Ways To Make The Fence Easier To Live With
A fence that works and feels easy is the one you keep using. Small touches help day-to-day use.
Keep A Clear Strip Along The Fence
Leave a narrow path for weeding and for spotting gaps. A strip of mulch or stepping stones along the inside edge keeps plants from tangling into mesh and makes checks quick.
Add A Second Gate If You Haul Compost Or Mulch
If you bring in bags, compost, or a cart, a second gate can save steps. Put it where deliveries land, not where it looks prettiest.
Use A Simple Sign For Latch Direction
If kids help in the garden, a tiny arrow sticker or marker line can reduce “gate left open” moments. It sounds small. It saves crops.

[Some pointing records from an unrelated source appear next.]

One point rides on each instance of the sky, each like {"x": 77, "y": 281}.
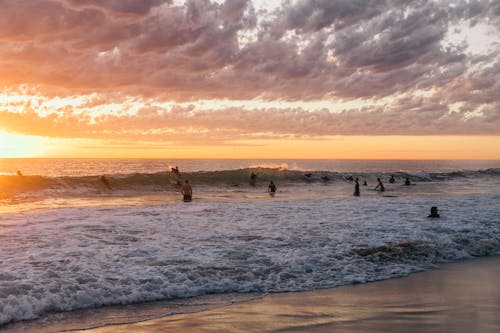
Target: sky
{"x": 333, "y": 79}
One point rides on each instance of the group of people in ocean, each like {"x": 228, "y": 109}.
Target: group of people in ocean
{"x": 380, "y": 185}
{"x": 187, "y": 191}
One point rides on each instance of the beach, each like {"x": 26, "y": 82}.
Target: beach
{"x": 458, "y": 297}
{"x": 79, "y": 255}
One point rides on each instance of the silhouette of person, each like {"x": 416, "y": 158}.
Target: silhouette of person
{"x": 380, "y": 186}
{"x": 187, "y": 191}
{"x": 434, "y": 212}
{"x": 253, "y": 179}
{"x": 356, "y": 187}
{"x": 175, "y": 170}
{"x": 271, "y": 188}
{"x": 105, "y": 181}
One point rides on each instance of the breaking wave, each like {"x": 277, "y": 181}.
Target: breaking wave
{"x": 168, "y": 181}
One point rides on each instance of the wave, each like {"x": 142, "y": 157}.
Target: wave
{"x": 11, "y": 185}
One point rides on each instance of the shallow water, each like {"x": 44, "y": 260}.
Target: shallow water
{"x": 86, "y": 249}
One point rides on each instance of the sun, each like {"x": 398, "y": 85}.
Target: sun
{"x": 18, "y": 145}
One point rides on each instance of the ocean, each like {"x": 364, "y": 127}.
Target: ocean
{"x": 73, "y": 241}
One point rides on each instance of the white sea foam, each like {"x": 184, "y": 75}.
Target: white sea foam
{"x": 71, "y": 258}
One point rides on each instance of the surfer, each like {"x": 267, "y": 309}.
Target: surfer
{"x": 253, "y": 179}
{"x": 380, "y": 186}
{"x": 434, "y": 212}
{"x": 175, "y": 170}
{"x": 356, "y": 187}
{"x": 105, "y": 181}
{"x": 187, "y": 191}
{"x": 271, "y": 188}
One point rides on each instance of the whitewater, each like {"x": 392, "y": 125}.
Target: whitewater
{"x": 68, "y": 242}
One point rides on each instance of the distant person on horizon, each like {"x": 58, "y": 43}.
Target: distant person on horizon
{"x": 434, "y": 212}
{"x": 271, "y": 188}
{"x": 105, "y": 181}
{"x": 187, "y": 191}
{"x": 356, "y": 187}
{"x": 253, "y": 179}
{"x": 380, "y": 186}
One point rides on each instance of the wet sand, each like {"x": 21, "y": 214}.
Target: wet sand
{"x": 460, "y": 297}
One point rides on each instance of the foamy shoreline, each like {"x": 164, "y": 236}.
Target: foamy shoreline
{"x": 458, "y": 297}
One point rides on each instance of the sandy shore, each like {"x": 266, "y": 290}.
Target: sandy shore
{"x": 459, "y": 297}
{"x": 462, "y": 297}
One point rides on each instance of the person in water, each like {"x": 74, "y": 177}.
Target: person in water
{"x": 271, "y": 188}
{"x": 356, "y": 187}
{"x": 175, "y": 170}
{"x": 434, "y": 212}
{"x": 187, "y": 191}
{"x": 380, "y": 186}
{"x": 253, "y": 179}
{"x": 105, "y": 181}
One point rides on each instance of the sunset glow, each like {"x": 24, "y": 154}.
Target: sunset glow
{"x": 250, "y": 79}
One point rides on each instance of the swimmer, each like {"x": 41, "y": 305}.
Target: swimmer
{"x": 105, "y": 181}
{"x": 253, "y": 179}
{"x": 271, "y": 188}
{"x": 380, "y": 186}
{"x": 187, "y": 191}
{"x": 434, "y": 212}
{"x": 356, "y": 188}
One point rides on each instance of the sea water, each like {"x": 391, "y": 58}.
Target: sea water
{"x": 70, "y": 242}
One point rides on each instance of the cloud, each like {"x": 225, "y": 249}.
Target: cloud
{"x": 159, "y": 51}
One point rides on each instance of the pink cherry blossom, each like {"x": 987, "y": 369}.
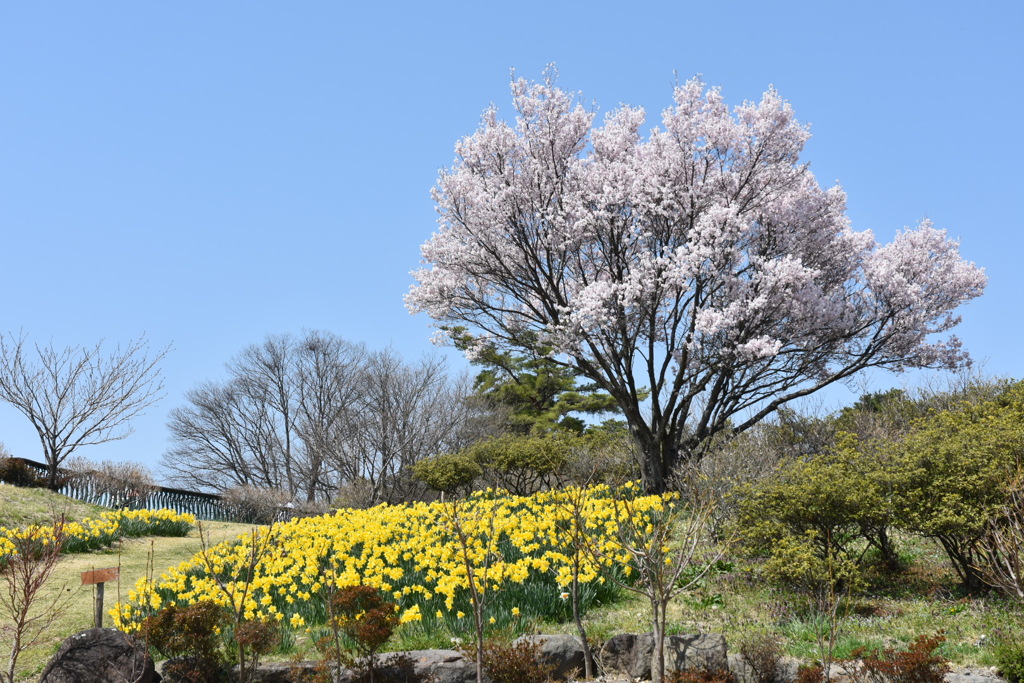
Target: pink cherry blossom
{"x": 702, "y": 262}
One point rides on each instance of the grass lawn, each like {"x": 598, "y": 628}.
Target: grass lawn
{"x": 136, "y": 557}
{"x": 22, "y": 507}
{"x": 894, "y": 609}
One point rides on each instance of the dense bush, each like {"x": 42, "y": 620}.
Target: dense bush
{"x": 951, "y": 472}
{"x": 516, "y": 663}
{"x": 1009, "y": 654}
{"x": 918, "y": 664}
{"x": 813, "y": 517}
{"x": 189, "y": 637}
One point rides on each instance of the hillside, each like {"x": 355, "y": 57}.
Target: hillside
{"x": 136, "y": 557}
{"x": 20, "y": 507}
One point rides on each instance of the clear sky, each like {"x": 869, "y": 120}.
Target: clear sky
{"x": 208, "y": 173}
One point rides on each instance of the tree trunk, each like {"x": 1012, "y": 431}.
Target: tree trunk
{"x": 658, "y": 459}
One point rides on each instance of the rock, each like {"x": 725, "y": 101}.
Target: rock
{"x": 563, "y": 651}
{"x": 705, "y": 650}
{"x": 787, "y": 668}
{"x": 973, "y": 676}
{"x": 274, "y": 672}
{"x": 627, "y": 655}
{"x": 630, "y": 654}
{"x": 100, "y": 655}
{"x": 443, "y": 666}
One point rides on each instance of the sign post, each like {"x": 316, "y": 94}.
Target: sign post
{"x": 98, "y": 578}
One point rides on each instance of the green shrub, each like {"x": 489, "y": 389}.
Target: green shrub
{"x": 812, "y": 518}
{"x": 449, "y": 472}
{"x": 1009, "y": 654}
{"x": 763, "y": 654}
{"x": 949, "y": 475}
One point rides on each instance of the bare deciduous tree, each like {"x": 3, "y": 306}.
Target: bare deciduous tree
{"x": 25, "y": 571}
{"x": 406, "y": 413}
{"x": 78, "y": 395}
{"x": 313, "y": 415}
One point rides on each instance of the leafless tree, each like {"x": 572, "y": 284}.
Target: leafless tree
{"x": 406, "y": 413}
{"x": 263, "y": 427}
{"x": 329, "y": 375}
{"x": 25, "y": 571}
{"x": 78, "y": 395}
{"x": 314, "y": 415}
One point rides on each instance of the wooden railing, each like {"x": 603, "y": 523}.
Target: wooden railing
{"x": 83, "y": 487}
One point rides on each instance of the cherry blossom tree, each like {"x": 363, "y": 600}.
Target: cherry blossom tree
{"x": 700, "y": 264}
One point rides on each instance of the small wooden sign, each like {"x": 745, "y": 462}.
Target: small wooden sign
{"x": 100, "y": 575}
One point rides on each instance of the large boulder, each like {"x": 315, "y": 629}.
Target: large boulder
{"x": 100, "y": 655}
{"x": 628, "y": 655}
{"x": 706, "y": 650}
{"x": 562, "y": 651}
{"x": 786, "y": 669}
{"x": 443, "y": 666}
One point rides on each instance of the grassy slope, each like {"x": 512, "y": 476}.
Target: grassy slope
{"x": 896, "y": 609}
{"x": 20, "y": 507}
{"x": 136, "y": 557}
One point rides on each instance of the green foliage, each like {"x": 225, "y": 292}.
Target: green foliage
{"x": 541, "y": 394}
{"x": 522, "y": 464}
{"x": 449, "y": 472}
{"x": 1009, "y": 654}
{"x": 812, "y": 518}
{"x": 189, "y": 636}
{"x": 949, "y": 474}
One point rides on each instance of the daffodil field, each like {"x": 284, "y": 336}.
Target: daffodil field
{"x": 81, "y": 537}
{"x": 521, "y": 552}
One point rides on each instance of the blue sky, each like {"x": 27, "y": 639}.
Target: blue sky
{"x": 211, "y": 172}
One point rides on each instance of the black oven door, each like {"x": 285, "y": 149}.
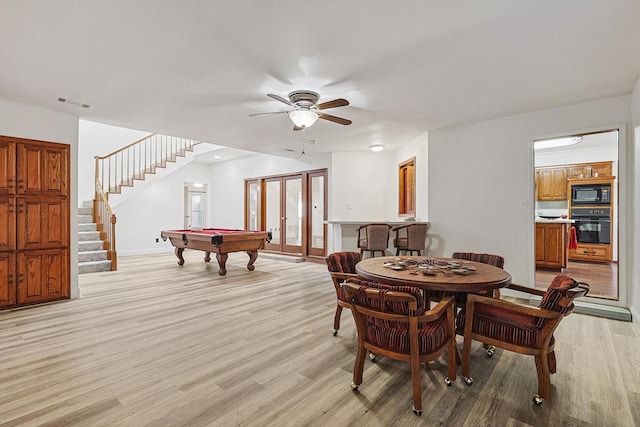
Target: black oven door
{"x": 593, "y": 230}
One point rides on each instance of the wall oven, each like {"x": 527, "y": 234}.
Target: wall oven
{"x": 592, "y": 225}
{"x": 591, "y": 194}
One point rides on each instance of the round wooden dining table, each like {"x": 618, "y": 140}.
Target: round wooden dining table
{"x": 478, "y": 277}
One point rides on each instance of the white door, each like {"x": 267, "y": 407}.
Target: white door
{"x": 195, "y": 206}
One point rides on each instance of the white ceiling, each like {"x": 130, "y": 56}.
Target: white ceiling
{"x": 197, "y": 69}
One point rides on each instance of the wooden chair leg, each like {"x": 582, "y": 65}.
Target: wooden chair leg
{"x": 358, "y": 366}
{"x": 552, "y": 362}
{"x": 336, "y": 319}
{"x": 544, "y": 380}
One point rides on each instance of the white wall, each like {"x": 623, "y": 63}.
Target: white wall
{"x": 481, "y": 189}
{"x": 28, "y": 122}
{"x": 96, "y": 139}
{"x": 634, "y": 207}
{"x": 362, "y": 187}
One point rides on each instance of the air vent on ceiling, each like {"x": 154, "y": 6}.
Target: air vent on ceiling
{"x": 72, "y": 102}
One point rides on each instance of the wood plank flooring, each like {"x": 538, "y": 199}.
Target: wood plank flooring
{"x": 156, "y": 344}
{"x": 602, "y": 278}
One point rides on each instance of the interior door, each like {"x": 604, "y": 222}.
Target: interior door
{"x": 284, "y": 213}
{"x": 317, "y": 208}
{"x": 273, "y": 212}
{"x": 293, "y": 214}
{"x": 195, "y": 206}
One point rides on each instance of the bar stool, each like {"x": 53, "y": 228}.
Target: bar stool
{"x": 412, "y": 239}
{"x": 373, "y": 238}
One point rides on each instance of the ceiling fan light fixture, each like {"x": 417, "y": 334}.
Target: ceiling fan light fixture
{"x": 303, "y": 118}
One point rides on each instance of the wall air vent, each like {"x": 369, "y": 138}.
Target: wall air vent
{"x": 72, "y": 102}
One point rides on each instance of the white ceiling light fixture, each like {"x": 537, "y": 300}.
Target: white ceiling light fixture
{"x": 303, "y": 118}
{"x": 556, "y": 142}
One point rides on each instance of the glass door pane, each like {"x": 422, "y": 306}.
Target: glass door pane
{"x": 293, "y": 214}
{"x": 317, "y": 213}
{"x": 253, "y": 195}
{"x": 196, "y": 208}
{"x": 273, "y": 217}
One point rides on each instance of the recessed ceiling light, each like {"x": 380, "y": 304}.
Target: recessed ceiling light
{"x": 72, "y": 102}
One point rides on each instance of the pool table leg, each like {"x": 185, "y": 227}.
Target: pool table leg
{"x": 179, "y": 255}
{"x": 222, "y": 262}
{"x": 253, "y": 255}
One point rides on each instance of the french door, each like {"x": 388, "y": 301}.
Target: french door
{"x": 292, "y": 208}
{"x": 283, "y": 213}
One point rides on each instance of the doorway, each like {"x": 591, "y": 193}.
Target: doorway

Time And Cost Notes So You Can Plan The Weekend
Most garden fences are a weekend project with one helper. Time depends on soil, slope, and how many corners and gates you’re building. Cost depends on post type, mesh height, and whether you add a hardware-cloth band.
If you want a clean, durable setup without overspending, many gardeners use welded wire for the full height, then add hardware cloth only at the lower 18–24 inches where it matters most.
After you build it, do a quick perimeter check after the first heavy rain and after the first windy day. Tighten a few ties, re-pin the apron, and you’ll stay ahead of the usual settling.
References & Sources
- Penn State Extension.“Deer Damage Management: Options for Homeowners.”Provides practical guidance on reducing deer damage, including fencing height and related tradeoffs.
- University of Minnesota Extension.“Rabbits.”Outlines rabbit damage patterns and deterrence options, including fencing height and base details.
- Cornell Cooperative Extension.“Expert Wildlife Advice.”Offers wildlife exclusion guidance and links to fencing-related recommendations for common yard and garden pests.